Today I am looking at three fearsome FTSE heavyweights poised to deliver resplendent returns.
Lloyds Banking Group
Having received official backing to resurrect its dividend policy earlier this year, High Street banking goliath Lloyds (LSE: LLOY) (NYSE: LYG.US) is expected to get payouts shooting higher as the UK economy gathers pace. The business saw underlying profit leap 21% during January-March, to £2.2bn, as impairments fell and revenues leapt through the roof — indeed, the bank has seen consumer lending advance 17% over the past 12 months.
With the firm’s extensive cost-cutting measures, including an increasing move to digitalisation, also clicking through the gears the City expects Lloyds’ earnings to remain stable during the next two years. And with the balance sheet also steadily improving — the firm’s CET1 ratio rose 60 basis points to 13.4% in the first quarter — I reckon the bank is on course to deliver meaty shareholder rewards in the years ahead.
Indeed, a full-year payment of 2.9p per share is currently pencilled in for 2015, a payment that carries a handy yield of 3.2%. And predictions of a 4.2p dividend for the following year drives the yield to a market-bashing 4.7%.
Cineworld Group
Picture house Cineworld (LSE: CINE) grabbed the attention of dividend hunters back in March, when — supported by industry-beating sales growth — the company elected to raise the total dividend by more than a third. The business now sports 203 cinemas across the UK and Europe following its recent purchase of continental operator Cinema City, and is on course to open another 20 sites in the current year alone.
The trip to the cinema is one of life’s most popular past-times, making Cineworld a great pick for reliable earnings growth, a critical quality for those seeking reliable dividend expansion. And boosted by a raft of high-profile film releases, from Bond flick Spectre and Star Wars Episode 7 this year to Batman vs Superman and Independence Day 2 in 2016, the bottom line is expected to keep rolling higher — growth of 11% is expected both this year and next.

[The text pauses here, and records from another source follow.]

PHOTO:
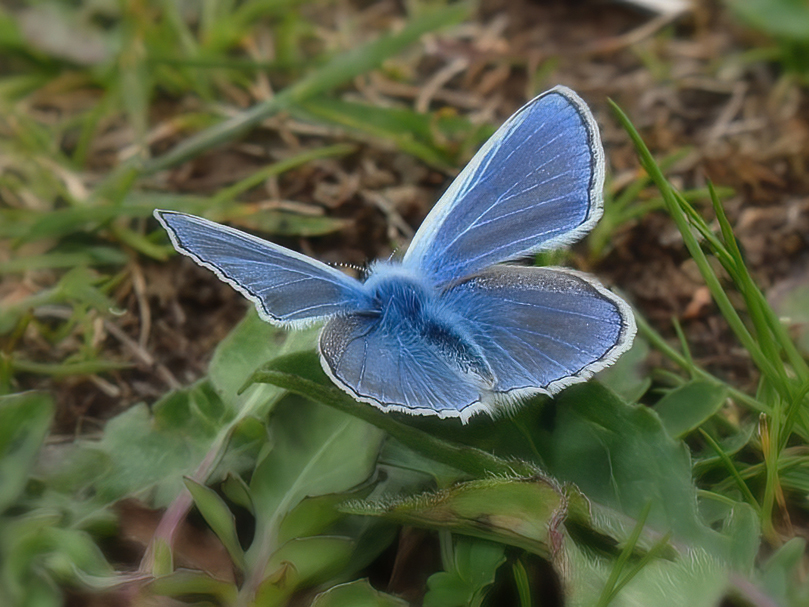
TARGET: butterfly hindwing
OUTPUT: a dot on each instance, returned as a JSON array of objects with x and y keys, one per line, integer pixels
[
  {"x": 395, "y": 369},
  {"x": 287, "y": 287},
  {"x": 537, "y": 183},
  {"x": 542, "y": 329}
]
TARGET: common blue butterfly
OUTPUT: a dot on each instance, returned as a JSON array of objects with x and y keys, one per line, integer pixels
[{"x": 447, "y": 331}]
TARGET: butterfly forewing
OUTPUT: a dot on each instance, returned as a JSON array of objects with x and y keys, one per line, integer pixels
[
  {"x": 286, "y": 287},
  {"x": 536, "y": 183}
]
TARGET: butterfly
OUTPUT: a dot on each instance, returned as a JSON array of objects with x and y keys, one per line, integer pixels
[{"x": 449, "y": 330}]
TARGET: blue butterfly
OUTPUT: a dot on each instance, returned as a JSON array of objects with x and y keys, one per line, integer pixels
[{"x": 446, "y": 331}]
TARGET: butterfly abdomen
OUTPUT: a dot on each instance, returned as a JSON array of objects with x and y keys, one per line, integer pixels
[{"x": 410, "y": 310}]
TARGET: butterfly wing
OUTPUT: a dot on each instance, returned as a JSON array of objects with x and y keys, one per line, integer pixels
[
  {"x": 288, "y": 288},
  {"x": 542, "y": 329},
  {"x": 395, "y": 369},
  {"x": 537, "y": 183}
]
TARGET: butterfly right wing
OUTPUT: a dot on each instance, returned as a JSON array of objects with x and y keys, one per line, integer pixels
[
  {"x": 535, "y": 185},
  {"x": 287, "y": 288}
]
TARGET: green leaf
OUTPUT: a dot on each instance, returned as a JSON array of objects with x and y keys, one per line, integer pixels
[
  {"x": 695, "y": 579},
  {"x": 473, "y": 569},
  {"x": 686, "y": 408},
  {"x": 315, "y": 451},
  {"x": 184, "y": 582},
  {"x": 621, "y": 458},
  {"x": 358, "y": 593},
  {"x": 249, "y": 345},
  {"x": 302, "y": 374},
  {"x": 522, "y": 512},
  {"x": 217, "y": 514},
  {"x": 24, "y": 422},
  {"x": 153, "y": 451},
  {"x": 781, "y": 576},
  {"x": 302, "y": 562}
]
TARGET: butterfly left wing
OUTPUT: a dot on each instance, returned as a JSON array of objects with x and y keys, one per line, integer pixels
[
  {"x": 537, "y": 183},
  {"x": 287, "y": 288},
  {"x": 541, "y": 329}
]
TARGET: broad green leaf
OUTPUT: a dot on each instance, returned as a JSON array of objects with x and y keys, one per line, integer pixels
[
  {"x": 473, "y": 569},
  {"x": 238, "y": 492},
  {"x": 184, "y": 582},
  {"x": 219, "y": 517},
  {"x": 24, "y": 422},
  {"x": 315, "y": 515},
  {"x": 302, "y": 374},
  {"x": 524, "y": 512},
  {"x": 358, "y": 593},
  {"x": 302, "y": 562},
  {"x": 686, "y": 408},
  {"x": 620, "y": 456},
  {"x": 781, "y": 577},
  {"x": 251, "y": 344},
  {"x": 154, "y": 450}
]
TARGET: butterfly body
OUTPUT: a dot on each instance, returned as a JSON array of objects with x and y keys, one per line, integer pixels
[{"x": 449, "y": 330}]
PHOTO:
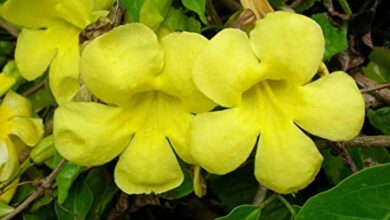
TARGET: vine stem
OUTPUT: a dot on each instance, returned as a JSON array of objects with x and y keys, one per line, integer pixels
[
  {"x": 287, "y": 204},
  {"x": 45, "y": 184}
]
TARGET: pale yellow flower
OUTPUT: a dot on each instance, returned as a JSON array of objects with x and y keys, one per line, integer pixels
[
  {"x": 265, "y": 81},
  {"x": 148, "y": 86}
]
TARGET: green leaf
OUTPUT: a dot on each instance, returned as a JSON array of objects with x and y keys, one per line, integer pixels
[
  {"x": 5, "y": 209},
  {"x": 243, "y": 212},
  {"x": 364, "y": 195},
  {"x": 379, "y": 67},
  {"x": 380, "y": 119},
  {"x": 335, "y": 39},
  {"x": 275, "y": 210},
  {"x": 77, "y": 205},
  {"x": 197, "y": 6},
  {"x": 102, "y": 185},
  {"x": 235, "y": 188},
  {"x": 65, "y": 178},
  {"x": 306, "y": 4},
  {"x": 133, "y": 8}
]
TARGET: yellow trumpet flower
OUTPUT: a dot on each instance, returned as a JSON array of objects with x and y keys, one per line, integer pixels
[
  {"x": 50, "y": 37},
  {"x": 150, "y": 95},
  {"x": 265, "y": 81}
]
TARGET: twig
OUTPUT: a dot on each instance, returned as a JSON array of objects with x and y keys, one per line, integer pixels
[
  {"x": 9, "y": 28},
  {"x": 364, "y": 82},
  {"x": 45, "y": 184},
  {"x": 260, "y": 195},
  {"x": 361, "y": 141},
  {"x": 380, "y": 86}
]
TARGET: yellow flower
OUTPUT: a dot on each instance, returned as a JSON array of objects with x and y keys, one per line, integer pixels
[
  {"x": 50, "y": 37},
  {"x": 150, "y": 94},
  {"x": 15, "y": 120},
  {"x": 265, "y": 79}
]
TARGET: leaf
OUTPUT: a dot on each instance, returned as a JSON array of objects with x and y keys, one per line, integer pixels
[
  {"x": 379, "y": 67},
  {"x": 183, "y": 190},
  {"x": 335, "y": 39},
  {"x": 275, "y": 210},
  {"x": 197, "y": 6},
  {"x": 364, "y": 195},
  {"x": 5, "y": 209},
  {"x": 133, "y": 8},
  {"x": 65, "y": 178},
  {"x": 103, "y": 188},
  {"x": 243, "y": 212},
  {"x": 380, "y": 119},
  {"x": 77, "y": 205},
  {"x": 235, "y": 188}
]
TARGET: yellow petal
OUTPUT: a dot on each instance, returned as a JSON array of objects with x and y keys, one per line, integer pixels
[
  {"x": 14, "y": 105},
  {"x": 290, "y": 46},
  {"x": 221, "y": 141},
  {"x": 226, "y": 67},
  {"x": 65, "y": 69},
  {"x": 29, "y": 13},
  {"x": 332, "y": 107},
  {"x": 180, "y": 51},
  {"x": 90, "y": 134},
  {"x": 10, "y": 191},
  {"x": 9, "y": 160},
  {"x": 121, "y": 62},
  {"x": 148, "y": 165},
  {"x": 35, "y": 50},
  {"x": 286, "y": 159},
  {"x": 29, "y": 130}
]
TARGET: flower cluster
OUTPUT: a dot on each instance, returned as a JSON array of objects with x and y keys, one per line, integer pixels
[{"x": 156, "y": 96}]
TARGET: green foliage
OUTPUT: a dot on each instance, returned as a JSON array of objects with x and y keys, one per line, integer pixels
[
  {"x": 197, "y": 6},
  {"x": 360, "y": 196},
  {"x": 335, "y": 38},
  {"x": 243, "y": 212},
  {"x": 379, "y": 67},
  {"x": 133, "y": 7}
]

Backed up by this terrific earnings growth, Cineworld is anticipated to drive the total dividend from 13.5p per share last year to 14.3p in 2015, resulting in a handy-if-not-quite-breathtaking yield of 2.8%. But a prospective reward of 15.9p for next year pushes this to a much-improved 3.2%. And I expect yields to keep on rising as revenues march forth.
Standard Life
I believe that insurance leviathan Standard Life (LSE: SL) is also on course to churn out terrific dividend growth in the coming years. The company has kept dividends ratcheting higher in recent years in spite of heavy earnings volatility, so with the bottom line expected to march steadily higher in the years to come I expect dividends to keep on climbing, too.
Standard Life is looking increasingly to non-UK markets to underpin future growth, a shrewd strategy where a combination of rising population levels and booming middle classes in emerging markets — allied with a relatively low product penetration rate in many of these destinations — should deliver meaty sales growth in the coming years. For 2015 and 2016 the City expects the business to punch earnings rises of 69% and 19% respectively, up from 11% last year.
As a result Standard Life is predicted to churn out a chunky 20.3p-per-share dividend this year, yielding 4.2% and a vast improvement from 17.03p in 2014. And predictions of a further hike in 2016, to 21.6p, drives this reading to an even-better 4.5%.